- DVD cover
- Directed by: Pontus Löwenhielm; Patrick von Krusenstjerna;
- Written by: Bix Skahill
- Produced by: Tony Lord; Matthew Weaver; Happy Walters;
- Starring: Steve Zahn; Salma Hayek; Elijah Wood; David Cross; Tom Wilkinson; David Hyde Pierce; Lara Flynn Boyle; Jeff Goldblum;
- Cinematography: Frederick Elmes
- Edited by: Harvey Rosenstock
- Music by: David A. Hughes; John Murphy;
- Production companies: Bel-Air Entertainment; City Block Films; Weaver/Lord Productions;
- Distributed by: Warner Bros. Pictures
- Release date: March 3, 2001 (Sweden);
- Running time: 96 minutes
- Country: United States
- Language: English
- Budget: $20 million

= Chain of Fools (film) =

2001 film by Traktor

Chain of Fools is a 2000 American heist comedy film directed by Swedish production collective Traktor. It stars Steve Zahn, Salma Hayek, Elijah Wood, David Cross, Tom Wilkinson, David Hyde Pierce, Lara Flynn Boyle, and Jeff Goldblum. Chain of Fools was scheduled for release in the United States by Warner Bros. Pictures in the fall of 2000, but it ended up only being theatrically released in Sweden on March 3, 2001. After further delays, the film was released straight to video in the US on February 15, 2005.

==Plot==

Thomas Kresk isn't good at his job, has lost somewhere to live, and his wife dumps him for their marriage counselor. Kresk is depressed and contemplating suicide. Meanwhile, a criminal named Avnet has stolen three priceless coins and decided to blackmail Bollingsworth, his billionaire partner in crime. When Kresk overhears this, he almost gets shot while Avnet ends up impaled on a pair of barbers' scissors.

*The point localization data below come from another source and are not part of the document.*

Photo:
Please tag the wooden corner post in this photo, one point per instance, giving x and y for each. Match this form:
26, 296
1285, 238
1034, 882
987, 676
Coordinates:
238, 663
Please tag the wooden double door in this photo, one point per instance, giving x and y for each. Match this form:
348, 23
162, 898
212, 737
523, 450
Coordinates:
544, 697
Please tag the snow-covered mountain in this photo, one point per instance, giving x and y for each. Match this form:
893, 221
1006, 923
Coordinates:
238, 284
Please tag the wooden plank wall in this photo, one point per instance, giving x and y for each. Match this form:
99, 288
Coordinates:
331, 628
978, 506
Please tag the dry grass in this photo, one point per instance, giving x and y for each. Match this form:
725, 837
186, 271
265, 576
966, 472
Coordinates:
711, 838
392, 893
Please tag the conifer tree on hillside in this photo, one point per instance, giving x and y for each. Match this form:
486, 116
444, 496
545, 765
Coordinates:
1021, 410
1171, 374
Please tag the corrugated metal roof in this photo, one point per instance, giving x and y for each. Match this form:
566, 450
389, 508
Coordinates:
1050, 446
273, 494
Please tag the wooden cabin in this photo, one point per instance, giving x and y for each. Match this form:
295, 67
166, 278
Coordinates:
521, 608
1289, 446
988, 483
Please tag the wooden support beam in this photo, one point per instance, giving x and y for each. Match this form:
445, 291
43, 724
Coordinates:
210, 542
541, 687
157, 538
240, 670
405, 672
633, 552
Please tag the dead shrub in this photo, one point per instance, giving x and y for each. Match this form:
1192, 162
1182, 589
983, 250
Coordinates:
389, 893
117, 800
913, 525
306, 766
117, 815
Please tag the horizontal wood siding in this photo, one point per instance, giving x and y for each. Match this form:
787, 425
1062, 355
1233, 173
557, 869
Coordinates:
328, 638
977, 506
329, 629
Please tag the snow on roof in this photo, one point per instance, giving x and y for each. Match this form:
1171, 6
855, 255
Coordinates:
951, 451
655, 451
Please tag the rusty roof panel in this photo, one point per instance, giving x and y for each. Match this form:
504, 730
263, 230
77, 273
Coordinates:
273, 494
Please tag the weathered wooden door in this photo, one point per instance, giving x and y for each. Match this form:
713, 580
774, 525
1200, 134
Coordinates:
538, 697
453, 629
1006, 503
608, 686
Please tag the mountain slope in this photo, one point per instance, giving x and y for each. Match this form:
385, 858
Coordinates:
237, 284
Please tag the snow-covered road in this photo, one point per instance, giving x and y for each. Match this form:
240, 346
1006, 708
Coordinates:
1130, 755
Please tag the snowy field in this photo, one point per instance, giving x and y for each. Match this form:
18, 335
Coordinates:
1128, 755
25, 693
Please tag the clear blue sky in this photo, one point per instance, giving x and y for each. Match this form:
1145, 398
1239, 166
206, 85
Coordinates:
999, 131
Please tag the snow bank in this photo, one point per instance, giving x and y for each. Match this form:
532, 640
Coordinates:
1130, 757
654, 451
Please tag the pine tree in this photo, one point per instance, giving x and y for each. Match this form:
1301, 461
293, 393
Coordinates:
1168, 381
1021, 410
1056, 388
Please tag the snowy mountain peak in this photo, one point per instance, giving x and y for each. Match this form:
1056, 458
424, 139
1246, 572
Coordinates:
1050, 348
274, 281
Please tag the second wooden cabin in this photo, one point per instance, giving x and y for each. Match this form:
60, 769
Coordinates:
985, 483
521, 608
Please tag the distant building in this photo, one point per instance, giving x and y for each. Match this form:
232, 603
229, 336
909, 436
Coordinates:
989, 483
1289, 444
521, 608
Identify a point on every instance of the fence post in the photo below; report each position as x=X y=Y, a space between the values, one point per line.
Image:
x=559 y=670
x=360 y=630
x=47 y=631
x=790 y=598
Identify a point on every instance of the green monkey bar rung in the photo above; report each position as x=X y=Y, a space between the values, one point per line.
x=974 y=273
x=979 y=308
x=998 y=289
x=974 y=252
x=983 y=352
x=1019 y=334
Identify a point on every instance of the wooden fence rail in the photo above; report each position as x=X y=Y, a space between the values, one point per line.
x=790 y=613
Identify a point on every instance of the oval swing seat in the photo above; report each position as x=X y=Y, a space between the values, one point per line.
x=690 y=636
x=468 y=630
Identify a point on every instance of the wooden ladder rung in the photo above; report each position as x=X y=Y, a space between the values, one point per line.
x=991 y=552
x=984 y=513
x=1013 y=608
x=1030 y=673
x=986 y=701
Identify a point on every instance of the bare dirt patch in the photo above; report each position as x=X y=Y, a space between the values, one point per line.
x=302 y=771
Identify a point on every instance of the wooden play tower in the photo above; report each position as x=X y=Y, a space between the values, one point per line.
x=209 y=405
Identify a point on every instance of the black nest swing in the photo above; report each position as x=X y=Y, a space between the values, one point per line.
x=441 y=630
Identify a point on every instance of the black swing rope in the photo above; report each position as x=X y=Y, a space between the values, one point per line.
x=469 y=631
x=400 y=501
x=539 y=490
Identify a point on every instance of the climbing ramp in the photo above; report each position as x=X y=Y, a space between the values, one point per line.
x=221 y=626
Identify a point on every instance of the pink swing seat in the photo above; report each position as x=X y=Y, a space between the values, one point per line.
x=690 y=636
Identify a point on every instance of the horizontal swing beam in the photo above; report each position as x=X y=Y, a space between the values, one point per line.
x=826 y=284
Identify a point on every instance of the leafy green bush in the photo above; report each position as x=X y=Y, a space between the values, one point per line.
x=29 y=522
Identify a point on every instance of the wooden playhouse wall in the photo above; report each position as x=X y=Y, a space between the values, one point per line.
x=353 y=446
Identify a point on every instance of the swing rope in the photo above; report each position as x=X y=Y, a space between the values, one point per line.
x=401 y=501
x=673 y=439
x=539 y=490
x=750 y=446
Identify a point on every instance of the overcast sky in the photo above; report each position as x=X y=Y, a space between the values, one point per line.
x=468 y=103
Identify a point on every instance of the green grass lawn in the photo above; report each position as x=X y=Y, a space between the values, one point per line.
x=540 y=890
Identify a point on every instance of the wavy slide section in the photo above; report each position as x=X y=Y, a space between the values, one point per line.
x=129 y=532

In his escalated situation, Kresk opts to steal the coins. He proceeds to hire hit man Mikey, who he discovers to be only seventeen and emotionally traumatized by his parents' suicide. Continuing, Kresk falls in love with the cop in pursuit/Playboy model Sgt. Meredith Kolko, and his nephew Scottie swallows the coins. Far in over his head, Kresk needs to deal with the strange and dangerous people around him.

==Production==

The primary filming location was Vancouver, British Columbia, Canada.

==Release==
Chain of Fools premiered in Sweden on March 3, 2001. The film was scheduled for a US release by Warner Bros. Pictures in the fall of 2000, but this never happened. It was then shelved for five years before finally released on DVD on February 15, 2005.

===Critical reception===

Variety said the film is "uneven but shows definite signs of promise."